Le doux désir du Deux : l'illusion, l'autre, Fran Nuda, essai

Le doux désir du Deux... Un essai poétique écrit voici déjà plusieurs années et peu importe car je le pense hors du temps encore pour quelques temps... ne désirant plus publier mes écrits, je choisis de les mettre ici, dans la mesure du possible et possible, ça l'est pour ce tout petit livre qui pourtant en dit long à chaque mot. Je me suis dit que notre période de confinement pouvait être particulièrement propice à sa lecture. Il se présente mot à mot, car j'ai laissé venir chaque mot qui me venait quant à l'idée du Deux et de son désir pas toujours raccord. Puis, j'ai sur un seul et même modèle que je me suis imposé quant à la forme, j'ai déroulé le fil de chacun de ces mots... voici les 2 premiers mais chacun peut se lire indépendamment et dans un ordre autre. Je vous le présente comme dans ce livre qui n'est plus édité et dont il ne me reste que 2 ou 3 exemplaires.

Fran Nuda


L'illusion


Enfant distant qui se fond dans les plis doux de ses rêves qui jamais ne le quittent, lui qui fuit le monde des Grands, pour celui de la lune. Le regard absent, il s'ennuie, c'est inouï, la nuit. Il se fabrique un monde à lui dans lequel il brille et pétille, telle une jeune brindille dans le feu ardent de la vie. Il rêve à ce que sera sa vie, il rêve à ce puits d'amour d'un futur Deux, seul, sur son nuage rose.

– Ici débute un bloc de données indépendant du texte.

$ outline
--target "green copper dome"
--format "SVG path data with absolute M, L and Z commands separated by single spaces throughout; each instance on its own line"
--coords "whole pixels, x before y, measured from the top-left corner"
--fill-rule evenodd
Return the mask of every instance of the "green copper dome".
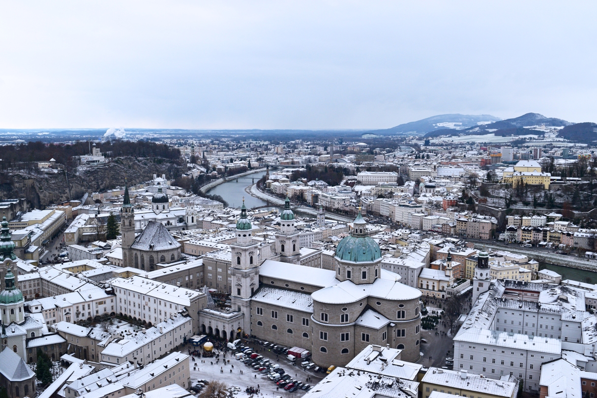
M 379 245 L 371 236 L 367 236 L 367 223 L 359 211 L 355 219 L 350 236 L 338 244 L 336 257 L 345 261 L 371 263 L 381 258 Z
M 287 197 L 284 200 L 284 209 L 280 214 L 280 220 L 285 221 L 290 221 L 294 220 L 294 213 L 290 209 L 290 199 Z
M 11 304 L 24 301 L 23 293 L 14 286 L 14 275 L 10 268 L 4 276 L 4 282 L 6 289 L 0 293 L 0 304 Z
M 0 261 L 5 260 L 17 260 L 14 254 L 14 242 L 11 240 L 10 229 L 8 228 L 8 221 L 6 217 L 2 218 L 2 228 L 0 229 Z
M 241 206 L 241 218 L 236 221 L 236 229 L 241 231 L 248 231 L 253 229 L 251 221 L 247 217 L 247 206 L 245 206 L 245 199 L 242 199 L 242 206 Z

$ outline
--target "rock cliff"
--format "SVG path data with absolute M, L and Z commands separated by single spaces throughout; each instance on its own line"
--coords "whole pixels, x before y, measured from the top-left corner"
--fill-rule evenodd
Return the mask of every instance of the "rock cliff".
M 80 199 L 85 193 L 130 186 L 153 178 L 153 174 L 165 174 L 176 178 L 183 168 L 169 159 L 161 158 L 117 158 L 101 165 L 84 166 L 68 172 L 70 196 Z M 4 171 L 0 173 L 0 199 L 26 198 L 30 208 L 44 208 L 48 205 L 68 200 L 69 190 L 63 169 L 46 171 Z

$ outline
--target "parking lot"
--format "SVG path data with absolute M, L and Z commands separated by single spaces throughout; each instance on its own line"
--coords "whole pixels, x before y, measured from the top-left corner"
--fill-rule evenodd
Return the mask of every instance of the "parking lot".
M 255 354 L 261 356 L 263 360 L 269 360 L 271 366 L 279 366 L 284 370 L 284 374 L 288 375 L 291 381 L 292 380 L 296 380 L 300 386 L 300 383 L 315 385 L 326 375 L 325 373 L 316 373 L 314 371 L 315 367 L 310 369 L 301 367 L 300 359 L 293 363 L 287 358 L 286 354 L 276 353 L 271 348 L 247 342 L 245 342 L 244 345 L 246 347 L 250 348 Z M 186 353 L 187 350 L 183 349 L 181 352 Z M 269 370 L 266 373 L 261 373 L 254 369 L 253 365 L 247 366 L 241 360 L 236 359 L 233 353 L 230 351 L 226 355 L 225 363 L 223 353 L 220 354 L 219 361 L 214 358 L 195 357 L 195 362 L 193 362 L 192 358 L 191 360 L 192 365 L 190 377 L 193 385 L 196 384 L 198 380 L 201 380 L 210 382 L 221 381 L 228 386 L 228 390 L 232 394 L 238 398 L 251 396 L 298 397 L 304 395 L 307 391 L 300 388 L 293 392 L 285 390 L 284 386 L 279 386 L 273 381 L 269 380 L 268 376 L 270 372 Z M 253 388 L 253 391 L 247 393 L 247 388 Z M 257 389 L 259 393 L 253 393 Z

Enfant de la lune blotti chaudement dans ses rêves !

Des rêves grandiloquents, des rêves d'amour toujours, des rêves de gens heureux, des rêves tout bleus, dans le ciel léger et lumineux. Perché au plus creux de cette illusion d'optique, l'enfant de la lune espère l'autre, longuement, tendrement, dans l'insouciance de l'enfance. Il attend patiemment ce temps d'amour qu'il devine au fin fond de son cœur. Il imagine...

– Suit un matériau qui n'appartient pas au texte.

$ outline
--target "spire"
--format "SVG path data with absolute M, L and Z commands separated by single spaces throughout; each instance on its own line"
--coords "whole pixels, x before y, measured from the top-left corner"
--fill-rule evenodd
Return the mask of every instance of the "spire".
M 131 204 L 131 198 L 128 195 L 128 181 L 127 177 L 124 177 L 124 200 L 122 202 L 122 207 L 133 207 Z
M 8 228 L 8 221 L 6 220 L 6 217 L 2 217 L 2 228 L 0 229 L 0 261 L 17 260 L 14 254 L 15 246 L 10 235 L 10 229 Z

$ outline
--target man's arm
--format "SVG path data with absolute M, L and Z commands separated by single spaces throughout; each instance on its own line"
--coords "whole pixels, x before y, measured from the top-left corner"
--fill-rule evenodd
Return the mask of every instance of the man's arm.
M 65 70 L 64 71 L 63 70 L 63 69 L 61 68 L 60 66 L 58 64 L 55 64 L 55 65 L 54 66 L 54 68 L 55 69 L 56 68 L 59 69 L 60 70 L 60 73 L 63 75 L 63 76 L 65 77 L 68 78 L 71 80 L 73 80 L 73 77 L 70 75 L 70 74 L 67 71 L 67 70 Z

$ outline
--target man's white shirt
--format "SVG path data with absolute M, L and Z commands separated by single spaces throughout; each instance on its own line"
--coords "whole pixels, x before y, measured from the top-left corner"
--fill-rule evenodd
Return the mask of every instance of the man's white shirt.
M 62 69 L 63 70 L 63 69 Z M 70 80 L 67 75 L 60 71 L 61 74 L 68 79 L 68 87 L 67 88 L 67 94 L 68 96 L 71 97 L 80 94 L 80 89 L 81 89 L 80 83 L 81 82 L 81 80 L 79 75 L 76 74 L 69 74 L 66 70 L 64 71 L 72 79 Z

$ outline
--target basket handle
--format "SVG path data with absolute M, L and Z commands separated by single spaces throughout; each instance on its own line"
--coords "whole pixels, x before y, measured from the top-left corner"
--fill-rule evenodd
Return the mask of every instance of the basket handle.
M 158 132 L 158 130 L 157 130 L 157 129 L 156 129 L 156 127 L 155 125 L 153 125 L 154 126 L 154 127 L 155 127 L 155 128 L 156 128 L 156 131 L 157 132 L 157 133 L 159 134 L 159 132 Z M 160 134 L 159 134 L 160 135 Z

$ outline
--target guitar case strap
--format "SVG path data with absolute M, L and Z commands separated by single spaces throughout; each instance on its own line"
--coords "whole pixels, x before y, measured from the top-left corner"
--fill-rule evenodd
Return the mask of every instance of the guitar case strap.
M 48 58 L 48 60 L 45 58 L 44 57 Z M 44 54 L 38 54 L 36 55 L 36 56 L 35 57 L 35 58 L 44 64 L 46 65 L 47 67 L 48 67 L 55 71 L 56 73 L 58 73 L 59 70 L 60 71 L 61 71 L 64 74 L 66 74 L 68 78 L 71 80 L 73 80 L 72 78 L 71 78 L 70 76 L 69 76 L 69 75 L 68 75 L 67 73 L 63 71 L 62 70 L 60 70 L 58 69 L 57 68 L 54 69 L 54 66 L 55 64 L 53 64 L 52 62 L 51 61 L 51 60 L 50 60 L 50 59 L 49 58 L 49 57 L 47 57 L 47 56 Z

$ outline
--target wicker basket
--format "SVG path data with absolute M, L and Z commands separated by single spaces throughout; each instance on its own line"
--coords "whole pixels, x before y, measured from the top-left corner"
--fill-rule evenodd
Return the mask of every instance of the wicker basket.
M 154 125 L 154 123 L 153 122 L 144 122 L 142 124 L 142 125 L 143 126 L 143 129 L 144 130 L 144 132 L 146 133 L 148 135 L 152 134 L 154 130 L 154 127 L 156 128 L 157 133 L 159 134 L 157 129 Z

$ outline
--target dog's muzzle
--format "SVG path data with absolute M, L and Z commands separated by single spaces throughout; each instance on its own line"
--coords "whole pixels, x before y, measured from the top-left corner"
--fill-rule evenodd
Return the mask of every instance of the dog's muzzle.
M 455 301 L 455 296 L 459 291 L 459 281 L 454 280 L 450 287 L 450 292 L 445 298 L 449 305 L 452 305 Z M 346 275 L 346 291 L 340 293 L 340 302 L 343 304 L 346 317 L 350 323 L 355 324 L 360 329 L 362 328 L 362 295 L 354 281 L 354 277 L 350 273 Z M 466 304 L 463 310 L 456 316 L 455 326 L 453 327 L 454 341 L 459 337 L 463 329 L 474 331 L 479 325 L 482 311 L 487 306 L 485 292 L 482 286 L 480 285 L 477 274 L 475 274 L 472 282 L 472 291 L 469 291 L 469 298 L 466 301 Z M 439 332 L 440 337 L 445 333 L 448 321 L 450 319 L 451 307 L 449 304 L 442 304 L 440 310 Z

Tourné vers le ciel, l'enfant-lune visite la voie lactée !

Il a perdu la clé du sol pour prendre place, grâce au langage, parmi ses semblables. Il erre dans l'espace vide de ses rêves. Dans un dernier  espoir, il tente une amorce sur le terrain miné du langage qui se joue du sens, tant les mots sont tronqués et l'enfant trompé. D'une pichenette, d'une pirouette, il reprend  le chemin de l'illusion, loin de toute raison qui lui ferait quitter ce monde sien.

L'air de rien, l'enfant-lune s'évade !

Il visite le tréfonds de son âme, y puise la force de vie nécessaire quand au pays du Deux, il chutera dans l'angle obtus de l'autre ; cet autre tant rêvé, trop rêvé pour désormais le rencontrer. Cet autre, aux blessures multiples, au point de le confondre, lui, l'enfant-lune, à tant de girouettes, à tant de mots lancés comme des billes qui déstabilisent, au risque d'y perdre tout bon sens.



 L'autre

 De quel autre s'agit-il ? S'agit-il de celui qu'on rejette car trop contraire à soi, l'autre inconnu qui surprend, effraie ou enfin, l'autre tapi au plus profond de soi dont on ignore tout ? Comment savoir qui je suis parmi tous ces autres qui me regardent différemment, suivant ce que je suis pour eux ? De quels autres suis-je, un temps, la représentation ? Comment ne pas s'y perdre ?

Si JE est un autre, quel est ce JE ?

L'autre premier venu dans un appel du pied qui oblige à exister, face au regard bienveillant de la mère qui accueille ce  petit, différent, sorti droit de son ventre. Au fil du temps,  chacun s'impose, tente d'être moins dépendant du manque déjà présent. La vie oblige à quitter la gousse,  à s'exposer au regard de milliers d'autres sans autre protection que ce regard bienveillant que lui tend la mère et sans lequel il n'est rien.

Comment faire quand le bât blesse à ce point ?

L'autre comble le vide abyssal d'une vie laissée en jachère, tant il est difficile de savoir être heureux, seul. L'autre devenu nécessaire, indispensable, prend place dans cet espace trop grand pour l'un, peu fiable, si friable ;  cette vie devenue fade et sans but pour celui qui se dévoue à l'autre, faisant don de ce qu'il n'a pas, mais qu'il voudrait offrir, pour sortir l'aimé(e) des sables mouvants de son existence.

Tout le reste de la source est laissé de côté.